Half of the Great English Romantic poets died young and surrounded by tragedy. John Keats died of Tuberculosis at 26. Gordon “The Lord” Byron was 36 when he died from over leeching while fighting a cold. William Wordsworth, Samuel Taylor Coleridge, and William Blake all died at 71, 62, and 70 respectively.

Percy Shelley was 29 when he drowned after his boat sank off the coast of Italy. After Percy's body washed ashore his wife and friends cremated him on a beach near where he was found. His wife, Mary Shelley, the author of Frankenstein, kept Percy's heart.

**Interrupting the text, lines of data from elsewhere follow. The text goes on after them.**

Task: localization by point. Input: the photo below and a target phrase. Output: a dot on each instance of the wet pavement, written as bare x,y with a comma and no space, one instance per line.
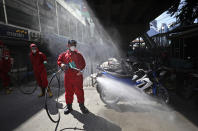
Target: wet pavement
21,112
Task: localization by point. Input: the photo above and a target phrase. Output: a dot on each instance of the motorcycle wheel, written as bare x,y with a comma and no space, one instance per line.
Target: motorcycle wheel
108,98
163,95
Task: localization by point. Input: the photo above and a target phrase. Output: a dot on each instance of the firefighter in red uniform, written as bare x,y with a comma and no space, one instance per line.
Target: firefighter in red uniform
5,67
73,80
39,60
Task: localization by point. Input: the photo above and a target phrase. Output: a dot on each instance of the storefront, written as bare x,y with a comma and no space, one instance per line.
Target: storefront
17,40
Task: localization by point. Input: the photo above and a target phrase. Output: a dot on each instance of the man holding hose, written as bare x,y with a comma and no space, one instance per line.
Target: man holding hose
69,61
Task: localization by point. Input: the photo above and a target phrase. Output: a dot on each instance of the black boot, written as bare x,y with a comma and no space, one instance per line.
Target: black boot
83,109
68,109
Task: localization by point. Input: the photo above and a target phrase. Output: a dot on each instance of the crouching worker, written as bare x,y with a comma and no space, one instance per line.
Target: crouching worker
5,67
73,79
38,60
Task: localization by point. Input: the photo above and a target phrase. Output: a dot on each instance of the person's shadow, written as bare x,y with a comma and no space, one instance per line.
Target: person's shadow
94,123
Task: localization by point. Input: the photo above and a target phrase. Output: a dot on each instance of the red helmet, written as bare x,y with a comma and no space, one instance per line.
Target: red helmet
1,44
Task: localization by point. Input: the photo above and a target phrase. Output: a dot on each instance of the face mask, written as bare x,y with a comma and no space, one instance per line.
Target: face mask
34,51
72,48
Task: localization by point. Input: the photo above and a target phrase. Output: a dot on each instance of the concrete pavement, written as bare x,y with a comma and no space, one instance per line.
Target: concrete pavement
21,112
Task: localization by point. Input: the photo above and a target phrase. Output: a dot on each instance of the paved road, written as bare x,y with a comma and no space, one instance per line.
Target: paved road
21,112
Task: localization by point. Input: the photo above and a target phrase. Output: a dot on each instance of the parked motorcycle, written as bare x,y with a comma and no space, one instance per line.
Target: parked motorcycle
144,81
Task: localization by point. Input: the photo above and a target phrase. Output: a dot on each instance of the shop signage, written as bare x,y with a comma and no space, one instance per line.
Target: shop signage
13,32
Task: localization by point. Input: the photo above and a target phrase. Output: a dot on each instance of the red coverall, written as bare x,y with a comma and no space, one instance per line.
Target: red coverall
5,67
40,72
72,82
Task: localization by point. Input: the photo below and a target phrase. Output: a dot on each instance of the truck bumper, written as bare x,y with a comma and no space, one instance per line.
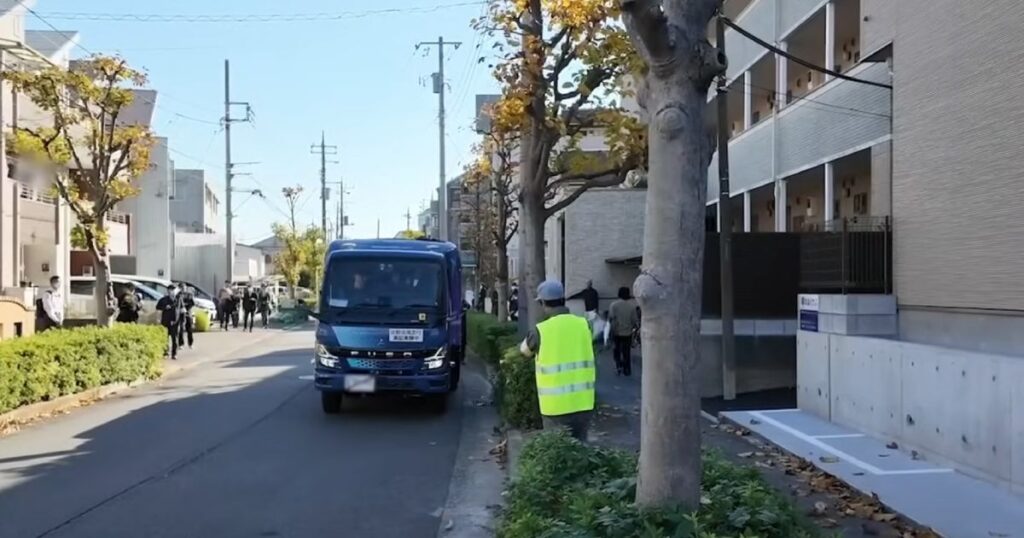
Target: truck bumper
334,381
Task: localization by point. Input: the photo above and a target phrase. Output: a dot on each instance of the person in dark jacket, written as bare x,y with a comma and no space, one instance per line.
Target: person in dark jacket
590,300
128,305
249,302
170,317
263,304
187,324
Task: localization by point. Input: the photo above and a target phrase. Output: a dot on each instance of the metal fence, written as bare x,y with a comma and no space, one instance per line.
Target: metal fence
849,255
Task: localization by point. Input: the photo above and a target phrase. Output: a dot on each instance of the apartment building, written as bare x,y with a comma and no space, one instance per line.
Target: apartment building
937,364
195,207
806,149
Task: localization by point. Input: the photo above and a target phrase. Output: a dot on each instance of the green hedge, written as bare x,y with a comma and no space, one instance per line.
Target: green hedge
69,361
565,489
487,336
516,390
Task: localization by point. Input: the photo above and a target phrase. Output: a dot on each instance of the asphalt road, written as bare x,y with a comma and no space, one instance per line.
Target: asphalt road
236,447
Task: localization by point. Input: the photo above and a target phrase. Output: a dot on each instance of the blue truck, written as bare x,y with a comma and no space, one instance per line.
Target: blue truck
391,320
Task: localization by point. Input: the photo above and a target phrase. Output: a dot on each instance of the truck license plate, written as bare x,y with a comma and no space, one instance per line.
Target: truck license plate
360,383
406,335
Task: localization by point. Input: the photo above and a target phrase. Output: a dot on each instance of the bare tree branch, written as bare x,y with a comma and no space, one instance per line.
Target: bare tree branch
646,21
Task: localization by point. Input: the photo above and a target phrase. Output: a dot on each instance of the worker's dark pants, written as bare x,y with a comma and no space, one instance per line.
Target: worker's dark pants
577,424
623,354
185,328
173,331
247,322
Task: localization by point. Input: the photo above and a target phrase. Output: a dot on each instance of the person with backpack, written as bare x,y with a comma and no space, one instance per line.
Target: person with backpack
49,307
187,325
129,305
170,317
264,305
249,302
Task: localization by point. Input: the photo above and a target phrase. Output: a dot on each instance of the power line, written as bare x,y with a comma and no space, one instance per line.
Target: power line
798,59
252,17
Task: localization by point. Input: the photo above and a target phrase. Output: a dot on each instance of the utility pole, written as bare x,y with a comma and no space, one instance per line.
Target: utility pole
324,150
725,234
228,172
439,90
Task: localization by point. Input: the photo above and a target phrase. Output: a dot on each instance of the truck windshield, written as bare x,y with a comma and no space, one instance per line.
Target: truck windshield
386,283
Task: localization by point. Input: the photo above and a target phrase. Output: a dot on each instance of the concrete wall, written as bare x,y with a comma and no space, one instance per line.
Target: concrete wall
151,223
600,224
958,407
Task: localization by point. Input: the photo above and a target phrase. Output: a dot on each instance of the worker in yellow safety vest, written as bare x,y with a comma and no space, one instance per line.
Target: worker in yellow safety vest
565,368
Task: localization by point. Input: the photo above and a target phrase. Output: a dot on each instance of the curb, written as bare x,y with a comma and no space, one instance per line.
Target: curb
475,488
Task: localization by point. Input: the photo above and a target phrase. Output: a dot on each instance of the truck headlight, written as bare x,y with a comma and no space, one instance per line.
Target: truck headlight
437,360
325,358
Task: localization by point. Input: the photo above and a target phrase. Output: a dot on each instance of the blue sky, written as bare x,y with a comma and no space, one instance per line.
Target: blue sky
357,79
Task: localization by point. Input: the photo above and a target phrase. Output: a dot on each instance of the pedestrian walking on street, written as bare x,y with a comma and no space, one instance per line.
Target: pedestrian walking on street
249,302
591,300
224,303
49,307
565,370
263,304
187,325
624,322
128,305
170,317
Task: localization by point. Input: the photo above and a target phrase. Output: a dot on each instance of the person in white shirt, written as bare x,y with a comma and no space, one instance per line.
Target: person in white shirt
49,308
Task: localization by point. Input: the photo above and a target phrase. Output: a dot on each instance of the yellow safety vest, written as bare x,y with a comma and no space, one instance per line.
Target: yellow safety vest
565,373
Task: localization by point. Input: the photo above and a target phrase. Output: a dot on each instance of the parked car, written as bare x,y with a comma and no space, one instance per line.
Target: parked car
82,301
161,286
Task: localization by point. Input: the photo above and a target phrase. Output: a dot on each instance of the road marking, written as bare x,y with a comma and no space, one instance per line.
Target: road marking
840,436
839,453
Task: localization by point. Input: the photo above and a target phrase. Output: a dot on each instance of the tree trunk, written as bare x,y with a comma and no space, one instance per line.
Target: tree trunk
502,282
105,301
531,217
669,289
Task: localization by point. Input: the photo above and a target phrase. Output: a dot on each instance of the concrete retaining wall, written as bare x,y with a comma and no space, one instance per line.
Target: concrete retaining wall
964,408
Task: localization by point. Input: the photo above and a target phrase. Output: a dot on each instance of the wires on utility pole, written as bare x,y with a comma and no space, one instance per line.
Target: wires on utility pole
439,90
324,150
228,172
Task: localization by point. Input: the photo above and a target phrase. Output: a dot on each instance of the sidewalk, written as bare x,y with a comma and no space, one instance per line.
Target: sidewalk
833,505
952,503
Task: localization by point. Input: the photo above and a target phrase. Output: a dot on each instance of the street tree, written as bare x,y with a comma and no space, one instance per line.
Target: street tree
291,258
560,66
314,247
497,167
680,66
94,156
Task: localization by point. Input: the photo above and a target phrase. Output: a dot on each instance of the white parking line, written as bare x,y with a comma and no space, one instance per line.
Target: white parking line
761,415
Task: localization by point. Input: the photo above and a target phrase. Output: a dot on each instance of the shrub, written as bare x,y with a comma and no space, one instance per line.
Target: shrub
65,362
202,321
566,489
516,392
486,335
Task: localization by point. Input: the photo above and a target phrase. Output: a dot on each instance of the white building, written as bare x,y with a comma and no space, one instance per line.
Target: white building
195,206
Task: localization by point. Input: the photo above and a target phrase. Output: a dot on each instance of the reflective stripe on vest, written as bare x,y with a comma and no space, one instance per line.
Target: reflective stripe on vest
565,368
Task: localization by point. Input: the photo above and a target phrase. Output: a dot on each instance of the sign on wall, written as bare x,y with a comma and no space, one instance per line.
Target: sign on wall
808,313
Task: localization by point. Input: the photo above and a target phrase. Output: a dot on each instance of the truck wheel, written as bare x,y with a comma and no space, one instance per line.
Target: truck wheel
331,403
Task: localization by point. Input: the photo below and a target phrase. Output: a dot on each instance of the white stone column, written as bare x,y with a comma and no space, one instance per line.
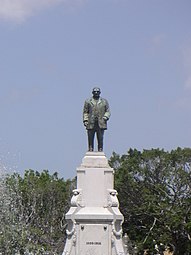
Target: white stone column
94,219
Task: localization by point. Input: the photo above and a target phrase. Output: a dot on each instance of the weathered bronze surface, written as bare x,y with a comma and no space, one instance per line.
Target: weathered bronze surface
96,113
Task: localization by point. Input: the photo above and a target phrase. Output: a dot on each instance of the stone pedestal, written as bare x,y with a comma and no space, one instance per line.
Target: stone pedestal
94,219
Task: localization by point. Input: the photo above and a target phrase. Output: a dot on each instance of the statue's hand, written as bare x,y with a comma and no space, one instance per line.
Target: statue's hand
85,123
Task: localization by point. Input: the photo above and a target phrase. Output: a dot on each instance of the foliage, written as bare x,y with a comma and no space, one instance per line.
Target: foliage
154,189
33,222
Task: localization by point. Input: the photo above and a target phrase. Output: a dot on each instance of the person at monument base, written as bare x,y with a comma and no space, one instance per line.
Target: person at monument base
96,113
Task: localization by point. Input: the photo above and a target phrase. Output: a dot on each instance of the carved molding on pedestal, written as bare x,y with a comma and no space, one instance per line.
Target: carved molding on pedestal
76,200
112,200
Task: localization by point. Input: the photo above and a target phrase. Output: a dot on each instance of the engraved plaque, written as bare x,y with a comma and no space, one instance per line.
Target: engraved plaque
94,239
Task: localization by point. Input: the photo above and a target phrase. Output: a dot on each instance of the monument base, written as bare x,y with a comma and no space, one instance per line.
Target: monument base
94,220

29 years after her husband's death Mary Shelley died of brain cancer. When they went through her stuff they found Percy’s heart wrapped in pages of Adonais, a poem Percy had written for Keats after his death. As junkets notes in the Adonais node, the last lines of the poem are prophetic of Percy's own death, which occurred one year after he wrote the poem.

Mary Shelley was actually Percy’s second wife. His first wife, Harriet Westbrook, was pregnant when she drowned herself in London’s Hyde Park at the age of 20. She had married Percy four years before but he left her for Mary.

Percy and Mary Shelley had two children named Clara and William. They died at the ages of one and three. They died nine months apart from each other. Mary had had a miscarriage three years before. Mary Shelley’s mother, proto-feminist Mary Wollstonecraft, died due to complications after giving birth to Mary. Only one of the Shelley's children, Percy Florence, survived until adulthood. He lived into his 70s.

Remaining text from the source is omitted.